I have two vectors of size N and M. I need to perform a not too complex calculation between all the elements (NxM) two times. I thought I dump the result into an array of NxM and second time just read the array back and this should save me time on the expense of memory. In fact this is about 50% slower than generating the result dynamically twice!!! Is it normal in gpc? Why the handling of large arrays are so slow?
The speed of the loops are also different by about 50% depending on the following alternative styles:
1)
for i:= 1 to 10 do whatever;
2)
const one=1; ten=10; ..
for i:= one to ten do whatever;
3)
var one, ten:integer; ..
one:=1; ten:=10; for i:= one to ten do whatever;
4)
var one, ten:integer; ..
one:=1; ten:=10; for i:= one to ten * one do whatever;
The real code use much longer loops in a nested fashion of course, so the speed difference is significant. Are there other speed-related tricks?
I am using an outdated version of gpc (2.0) on IRIX. Are these things any better in a more recent release?
Cheers,
miklos
On 16 Jun 2001, at 15:15, Miklos Cserzo wrote:
The speed of the loops are also different by about 50% depending on the following alternative styles:
[...]
All four of your iteration forms generate identical code with GPC 20010604 (compiled for the x86 processor) when run at the "-O2" optimization level.

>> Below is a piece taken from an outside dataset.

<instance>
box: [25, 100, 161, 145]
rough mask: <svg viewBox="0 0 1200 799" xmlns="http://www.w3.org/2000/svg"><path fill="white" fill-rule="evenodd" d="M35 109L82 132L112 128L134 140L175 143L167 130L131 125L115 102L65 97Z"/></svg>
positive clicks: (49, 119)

Try "gpc -S -O2 tester.pas" with the attached source file and examine the resulting "tester.s" file.
My understanding is that GCC (and, by inference, GPC) is intended to be run with the optimizer active, and therefore the output of non-optimized code is expected to be quite poor. I have read that most other compilers, when run "without optimization," are behaving comparably to GCC running at the "-O1" optimization level. Having looked at GCC's assembly output without any optimization, I can believe the assertion, as there are a remarkable number of redundant loads and stores.
So, if you are not already doing so, I would recommend compiling with at least "-O1" and trying your timing tests again.
-- Dave